# My daughters first turkey hunt



## swbuckmaster (Sep 14, 2007)

If you want you can follow her 2011 hunting challenge on Monster Muleys hunt challenge/ little girls girls bucket list.

I am going to video her on several of her first hunts this year..

Here is her turkey hunt in photos. -()/-


----------



## ridgetop (Sep 13, 2007)

Scott, congrats to you and your daughter. Looks like you guys have been having a lot of fun. Looks like your starting out with a bang with the HAC. It will be awesome to look back on this years adventure for years to come.


----------



## dkhntrdstn (Sep 7, 2007)

congrats to you and her. nice job


----------



## Al Hansen (Sep 7, 2007)

Well done. 8)


----------



## JHas (Nov 21, 2007)

Excellent, way to pass it on...


----------



## Bhilly81 (Oct 18, 2009)

thats awsome way to go congrats to the both of you


----------



## Guest (May 10, 2011)

thats awesome! beautiful bird! tell your daughter congrats on such a great trophy! :O||: .....but i gotta ask, knowing Jake and his hunting methods, is he still using the bucket of corn to bait in the turkeys on that piece of ground? or did he actually do it the real way and bring a call this time? :O//:


----------



## swbuckmaster (Sep 14, 2007)

kill em all 
Do you think it would take 9 days to shoot a turkey with corn? No corn was not used! Most of the hunting was done with spot and stalk.
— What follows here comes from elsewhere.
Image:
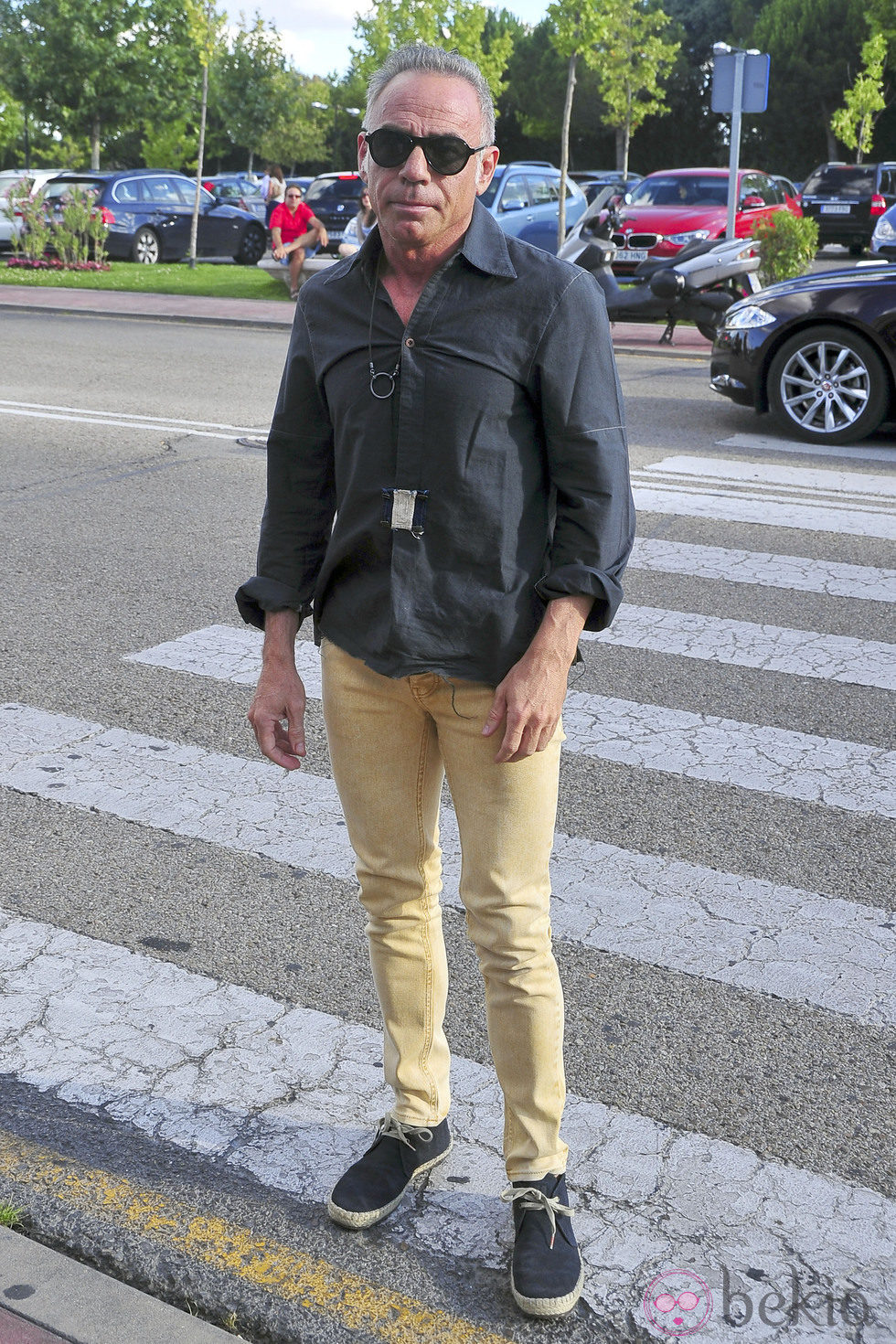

Jake would sit on top of a ridge and locate birds and we would try get in front of them or try and cut them off ambush style. 

Or we would pattern the birds on there way to roost and try and set a blind with decoys up in there travel routs. 

You are always looking for ways to tear me down. Whats your real name?


----------



## Guest (May 10, 2011)

no i wasnt trying to tear you down in any way. i was just wondering if Jake is still the 2 faced person that he is. he sometimes gets to thinking that rules apply to everyone else but him. glad to hear he went the legal route this time when youth were involved. sorry if it felt like i was attacking you.

once again, its a beautiful bird! you must have been a very proud father, i know i would have been! thats something you both wont ever forget!


----------



## Moose Hollow (Apr 26, 2008)

Congrats Looks like you had a great hunt and alot of good memories


----------



## longbow (Mar 31, 2009)

That is way cooool. Your a great dad!!!


----------



## Briar Patch (Feb 1, 2010)

Hah! That was fun to watch! Congratulations to you and your daughter!


----------



## proutdoors (Sep 24, 2007)

Well done Scott! That girl is on a roll.


----------



## wyogoob (Sep 7, 2007)

Hee Haw!! that is cool


----------



## elk22hunter (Sep 7, 2007)

Excellent! You are on to what hunting is all about!


----------